De l’Europe à l’Amérique du Sud, des organismes éducatifs boycottent des institutions israéliennes, bien que Universities UK [instance qui défend les intérêts des universités britanniques] ait déclaré ne pas soutenir ces actions
Un nombre croissant d’universités, d’institutions académiques et d’organes universitaires dans le monde entier rompent leurs liens avec des institutions académiques israéliennes en soulignant qu’elles sont complices des actions menées par le gouvernement israélien envers les Palestiniens.
Selon le ministère de la Santé de Gaza, plus de 63000 personnes ont été tuées dans ce territoire – la majorité étant des civils – et le nombre réel est probablement plus élevé.

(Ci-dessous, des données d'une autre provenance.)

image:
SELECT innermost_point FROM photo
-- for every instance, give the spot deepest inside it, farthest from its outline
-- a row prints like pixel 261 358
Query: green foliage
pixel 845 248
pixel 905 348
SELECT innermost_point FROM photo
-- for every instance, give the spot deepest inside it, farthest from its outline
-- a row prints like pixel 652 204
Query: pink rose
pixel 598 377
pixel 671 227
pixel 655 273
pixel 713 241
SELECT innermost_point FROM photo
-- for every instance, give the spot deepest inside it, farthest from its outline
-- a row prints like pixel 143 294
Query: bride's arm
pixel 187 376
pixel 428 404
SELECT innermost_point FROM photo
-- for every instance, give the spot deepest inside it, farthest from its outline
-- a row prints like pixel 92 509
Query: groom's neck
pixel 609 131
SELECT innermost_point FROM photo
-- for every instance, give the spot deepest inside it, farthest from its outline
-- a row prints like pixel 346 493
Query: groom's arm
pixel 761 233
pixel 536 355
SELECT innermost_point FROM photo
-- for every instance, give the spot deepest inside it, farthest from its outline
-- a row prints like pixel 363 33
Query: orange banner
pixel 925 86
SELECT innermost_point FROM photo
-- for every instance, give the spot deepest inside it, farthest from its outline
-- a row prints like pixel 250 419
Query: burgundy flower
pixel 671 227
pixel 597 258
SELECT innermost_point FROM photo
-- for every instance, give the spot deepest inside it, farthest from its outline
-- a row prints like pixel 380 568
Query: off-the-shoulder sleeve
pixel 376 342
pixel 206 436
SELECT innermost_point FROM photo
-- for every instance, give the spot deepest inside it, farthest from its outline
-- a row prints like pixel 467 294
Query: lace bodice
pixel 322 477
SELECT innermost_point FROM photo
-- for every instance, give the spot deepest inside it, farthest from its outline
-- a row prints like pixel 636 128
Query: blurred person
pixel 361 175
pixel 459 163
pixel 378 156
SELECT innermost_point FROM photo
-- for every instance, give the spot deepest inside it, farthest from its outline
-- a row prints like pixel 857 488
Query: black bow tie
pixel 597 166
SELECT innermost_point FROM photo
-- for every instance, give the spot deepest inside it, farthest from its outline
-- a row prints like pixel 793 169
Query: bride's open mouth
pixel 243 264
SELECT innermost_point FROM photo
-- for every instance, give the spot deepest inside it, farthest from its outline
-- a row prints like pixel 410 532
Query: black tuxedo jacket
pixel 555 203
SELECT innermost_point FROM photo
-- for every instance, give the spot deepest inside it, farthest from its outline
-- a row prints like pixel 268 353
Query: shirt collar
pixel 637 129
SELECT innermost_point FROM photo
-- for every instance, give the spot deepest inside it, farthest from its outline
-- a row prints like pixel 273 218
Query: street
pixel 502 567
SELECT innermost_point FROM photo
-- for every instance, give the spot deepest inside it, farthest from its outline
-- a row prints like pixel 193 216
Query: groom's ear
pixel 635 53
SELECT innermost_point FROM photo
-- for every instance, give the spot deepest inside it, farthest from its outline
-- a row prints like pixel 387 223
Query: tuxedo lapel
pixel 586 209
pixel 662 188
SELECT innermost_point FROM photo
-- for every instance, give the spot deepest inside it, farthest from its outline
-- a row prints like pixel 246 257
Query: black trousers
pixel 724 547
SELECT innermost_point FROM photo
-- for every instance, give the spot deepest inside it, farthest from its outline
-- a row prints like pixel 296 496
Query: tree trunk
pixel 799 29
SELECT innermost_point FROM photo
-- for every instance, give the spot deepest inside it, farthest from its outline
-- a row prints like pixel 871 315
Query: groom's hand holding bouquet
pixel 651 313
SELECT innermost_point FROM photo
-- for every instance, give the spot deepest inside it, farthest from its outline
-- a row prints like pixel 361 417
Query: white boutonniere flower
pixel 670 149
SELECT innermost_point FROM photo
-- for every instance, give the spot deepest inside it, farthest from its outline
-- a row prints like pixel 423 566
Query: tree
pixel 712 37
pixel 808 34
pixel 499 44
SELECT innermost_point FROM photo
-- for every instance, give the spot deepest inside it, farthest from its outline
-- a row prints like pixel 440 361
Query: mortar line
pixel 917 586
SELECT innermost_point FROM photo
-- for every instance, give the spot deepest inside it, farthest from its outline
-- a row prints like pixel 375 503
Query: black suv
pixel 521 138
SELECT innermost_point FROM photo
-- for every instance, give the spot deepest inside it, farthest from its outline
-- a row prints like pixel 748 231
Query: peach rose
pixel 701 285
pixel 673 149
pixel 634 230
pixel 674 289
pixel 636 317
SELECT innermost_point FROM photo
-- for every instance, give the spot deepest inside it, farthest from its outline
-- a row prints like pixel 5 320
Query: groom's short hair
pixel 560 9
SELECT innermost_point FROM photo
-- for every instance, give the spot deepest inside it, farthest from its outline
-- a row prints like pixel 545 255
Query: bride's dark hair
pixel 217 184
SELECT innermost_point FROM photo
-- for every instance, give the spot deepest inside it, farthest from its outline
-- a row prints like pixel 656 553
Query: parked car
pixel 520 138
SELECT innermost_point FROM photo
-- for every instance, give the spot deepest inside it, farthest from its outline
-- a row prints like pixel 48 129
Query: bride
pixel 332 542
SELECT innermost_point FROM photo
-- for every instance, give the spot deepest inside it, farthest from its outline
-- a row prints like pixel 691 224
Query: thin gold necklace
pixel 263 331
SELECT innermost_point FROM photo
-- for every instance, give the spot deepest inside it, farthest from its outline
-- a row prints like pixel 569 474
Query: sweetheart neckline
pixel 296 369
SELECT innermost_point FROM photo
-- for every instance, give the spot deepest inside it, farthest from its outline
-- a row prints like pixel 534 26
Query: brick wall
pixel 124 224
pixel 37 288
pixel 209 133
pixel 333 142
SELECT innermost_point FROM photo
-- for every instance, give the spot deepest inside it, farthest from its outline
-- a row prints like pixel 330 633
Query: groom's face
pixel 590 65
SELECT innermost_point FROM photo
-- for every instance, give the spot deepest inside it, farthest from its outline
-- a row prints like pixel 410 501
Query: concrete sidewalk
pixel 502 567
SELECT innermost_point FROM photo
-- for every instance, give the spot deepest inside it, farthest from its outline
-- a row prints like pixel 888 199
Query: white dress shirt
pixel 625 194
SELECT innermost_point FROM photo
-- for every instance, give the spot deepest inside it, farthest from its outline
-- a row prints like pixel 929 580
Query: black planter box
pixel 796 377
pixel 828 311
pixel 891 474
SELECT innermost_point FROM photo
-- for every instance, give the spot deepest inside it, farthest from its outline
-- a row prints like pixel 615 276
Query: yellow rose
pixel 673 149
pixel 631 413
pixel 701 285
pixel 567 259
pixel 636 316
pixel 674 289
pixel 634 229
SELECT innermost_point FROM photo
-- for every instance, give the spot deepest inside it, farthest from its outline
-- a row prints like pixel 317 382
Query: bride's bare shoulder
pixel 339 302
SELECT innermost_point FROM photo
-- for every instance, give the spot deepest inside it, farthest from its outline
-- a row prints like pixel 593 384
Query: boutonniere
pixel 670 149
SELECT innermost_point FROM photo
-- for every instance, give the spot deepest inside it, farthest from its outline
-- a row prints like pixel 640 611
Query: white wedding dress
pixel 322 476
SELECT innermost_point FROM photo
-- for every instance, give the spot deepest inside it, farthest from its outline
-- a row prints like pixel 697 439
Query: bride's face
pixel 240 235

Des experts ayant l’aval de l’ONU ont confirmé que certaines parties de Gaza, elle-même largement réduite à des ruines, subissent maintenant une famine créée par l’homme.
En réponse, un nombre croissant d’organes universitaires prennent maintenant leurs distances avec les institutions israéliennes. L’an dernier, l’Université fédérale de Ceará, au Brésil, a annulé un « innovation summit » avec une université israélienne, tandis que toute une série d’universités en Norvège, en Belgique et en Espagne ont rompu leurs liens avec des institutions israéliennes. D’autres, notamment Trinity College Dublin, ont suivi le mouvement cet été.
L’Université d’Amsterdam a mis fin à un programme d’échange d’étudiants avec l’Université hébraïque de Jérusalem, et l’Association européenne des anthropologues sociaux (EASA, European Association of Social Anthropologists) a déclaré qu’elle ne collaborerait pas avec les institutions académiques israéliennes et a encouragé ses membres à suivre ce mouvement.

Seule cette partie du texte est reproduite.